Let me say right off that since I am not a daily reader of SDMB I stand to be corrected on this point. But why are there few if any Muslims posting in the Islam-related debates on this site?
The threads are too numerous to enurmerate, but, by way of example, here is a thread I started on Jan. 6 that is still running today. It has been viewed over 3,400 times and contains more than 140 postings.
People argue using extensive quotes from Hadiths and the Koran, but I have yet to see a posting from someone who self-identifies as a Muslim.
I have a theory as to why this may be. I believe our western concepts of freedom and democracy, so clearly illustrated by the free-wheeling and passionate debates on this SDMB, are simply weird to a person raised in Islamic culture.
Take the famous epithet “I disagree with what you say, but I will defend to the death your right to say it.” For people in western democracies, this is almost a secular prayer, one of the noblest expressions of the democratic spirit.
But if you read a book like the Koran, you experience a whole new ethos. There are many online English translations of the Koran, including this one.
Apart from the fact that it is unbelievably boring (at least the Bible has a few good myths like Noah’s Ark) it also manages to be unbelievably violent. Every other page seems to contain a warning about how Allah will fry the ass of the unbelievers and how good Muslims must fight against them.

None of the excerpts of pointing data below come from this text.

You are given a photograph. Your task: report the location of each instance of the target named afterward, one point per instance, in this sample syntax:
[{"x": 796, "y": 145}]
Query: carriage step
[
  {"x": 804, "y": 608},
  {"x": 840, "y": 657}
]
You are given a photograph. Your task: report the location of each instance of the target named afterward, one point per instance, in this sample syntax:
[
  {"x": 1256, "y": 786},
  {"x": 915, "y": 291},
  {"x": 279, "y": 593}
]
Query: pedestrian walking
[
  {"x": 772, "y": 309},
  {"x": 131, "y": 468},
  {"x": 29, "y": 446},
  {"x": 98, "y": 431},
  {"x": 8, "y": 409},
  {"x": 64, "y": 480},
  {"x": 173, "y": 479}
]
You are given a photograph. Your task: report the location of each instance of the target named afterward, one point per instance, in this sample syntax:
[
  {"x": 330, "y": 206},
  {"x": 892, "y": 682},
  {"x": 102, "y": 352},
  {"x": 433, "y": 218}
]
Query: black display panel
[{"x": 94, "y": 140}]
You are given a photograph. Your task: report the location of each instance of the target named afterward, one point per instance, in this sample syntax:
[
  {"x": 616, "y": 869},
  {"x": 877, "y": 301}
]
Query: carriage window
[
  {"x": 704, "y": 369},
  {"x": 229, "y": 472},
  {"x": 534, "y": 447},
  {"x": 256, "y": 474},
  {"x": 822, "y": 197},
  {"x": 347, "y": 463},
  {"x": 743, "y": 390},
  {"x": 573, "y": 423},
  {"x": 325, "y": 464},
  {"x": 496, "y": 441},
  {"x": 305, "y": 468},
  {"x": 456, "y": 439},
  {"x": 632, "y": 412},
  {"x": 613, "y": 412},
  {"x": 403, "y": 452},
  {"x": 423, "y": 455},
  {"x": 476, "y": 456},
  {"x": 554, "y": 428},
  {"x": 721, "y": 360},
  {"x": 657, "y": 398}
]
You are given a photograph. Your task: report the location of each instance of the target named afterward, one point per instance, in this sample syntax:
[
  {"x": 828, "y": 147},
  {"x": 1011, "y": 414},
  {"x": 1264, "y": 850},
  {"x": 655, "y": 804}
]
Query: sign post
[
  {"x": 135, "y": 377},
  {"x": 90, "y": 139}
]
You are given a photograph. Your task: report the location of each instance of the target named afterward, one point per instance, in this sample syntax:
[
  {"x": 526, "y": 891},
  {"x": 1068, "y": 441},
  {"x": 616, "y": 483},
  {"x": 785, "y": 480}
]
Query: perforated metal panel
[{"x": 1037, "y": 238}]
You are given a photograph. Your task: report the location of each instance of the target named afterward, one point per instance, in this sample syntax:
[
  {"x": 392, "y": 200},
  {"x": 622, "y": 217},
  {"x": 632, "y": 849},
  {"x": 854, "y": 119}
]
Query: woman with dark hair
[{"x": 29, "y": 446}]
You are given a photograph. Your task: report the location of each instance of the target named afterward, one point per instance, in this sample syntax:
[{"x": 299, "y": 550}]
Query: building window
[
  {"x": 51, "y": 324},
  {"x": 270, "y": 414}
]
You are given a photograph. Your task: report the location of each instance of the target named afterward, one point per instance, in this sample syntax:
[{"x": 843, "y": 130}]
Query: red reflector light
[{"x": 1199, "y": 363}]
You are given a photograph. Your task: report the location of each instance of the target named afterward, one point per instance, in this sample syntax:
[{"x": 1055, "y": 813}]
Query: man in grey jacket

In other words, you are commanded by Allah to submit (“Islam” means submit) not debate. Right is what Allah says through his prophet.
My guess is that the average Muslim would probably look at a statement like “I disagree with what you say, but I will defend to the death your right to say it.” and be completely confused by this contradiction. It would seem completely illogical. If what the other says is true, then agree with him. If it is not true, then why would you defend his lies?
I recently read a magazine article about the serious backwardness of the Muslim world in science and industry. A devout Muslim educator in Egypt said to the interviewer, “We know there is a theory of Evolution but we cannot just let people say that the story of Adam and Eve is a lie when we have proof that it is true.”
“You do???” asked the interviewer, astounded. “Where?”
“Why, in the Koran” replied the educator incredulously, holding up the book and looking at the westerner as if he had just said he had never heard of Newtonian Physics.
I believe that the scracity of Muslim participants on these boards may have something to do with their inability to understand the values that underlie debate in the West.